= Segga =

Usurpers of the Visigothic Kingdom

Segga was a Visigothic usurper who briefly claimed the kingship in 587 before being defeated by Reccared I.

Following Reccared's conversion from Arianism to Catholicism, a conspiracy, led by Sunna, the Arian bishop of Mérida, arose to place the Arian Segga on the throne and probably also to kill the Catholic Méridan bishop, Masona, and the duke of the province of Lusitania, Claudius. In response, Reccared sent Claudius to put it down. The conspirators were betrayed by one of their own, Witteric, and Segga was captured. According to John of Biclarum, Segga had hands cut off (the penalty for usurpers) and was banished to Galicia.

The revolt had the support of several Visigothic counts, all Arians probably, but not rebelling necessarily out of devotion to their theological principles. The low-level conspirators were deprived of their property and offices and sent into exile, but one of the chief rebels, Vagrila, took refuge in the basilica of Saint Eulalia.
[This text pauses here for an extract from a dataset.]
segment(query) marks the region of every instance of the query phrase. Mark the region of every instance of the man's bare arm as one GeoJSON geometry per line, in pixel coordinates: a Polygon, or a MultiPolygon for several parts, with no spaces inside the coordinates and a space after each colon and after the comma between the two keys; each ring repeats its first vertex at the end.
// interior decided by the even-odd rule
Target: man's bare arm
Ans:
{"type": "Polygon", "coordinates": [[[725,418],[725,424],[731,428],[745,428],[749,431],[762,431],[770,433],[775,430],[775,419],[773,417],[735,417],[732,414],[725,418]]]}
Claudius was told, upon request, to give Vagrila, his family, and his possessions over to the church of Mérida, which he did. Masona, however, released Vagrila and his family and returned his property to him.

==Sources==
- Thompson, E. A. The Goths in Spain. Oxford: Clarendon Press, 1969. ISBN 0-19-814271-4.
- Collins, Roger. Visigothic Spain, 409-711. Oxford: Blackwell Publishing, 2004. ISBN 0-631-18185-7.
- Collins, Roger. "King Leovigild and the Conversion of the Visigoths." Law, Regionalism and Culture in Early Medieval Spain. Variorum, 1992. ISBN 0-86078-308-1.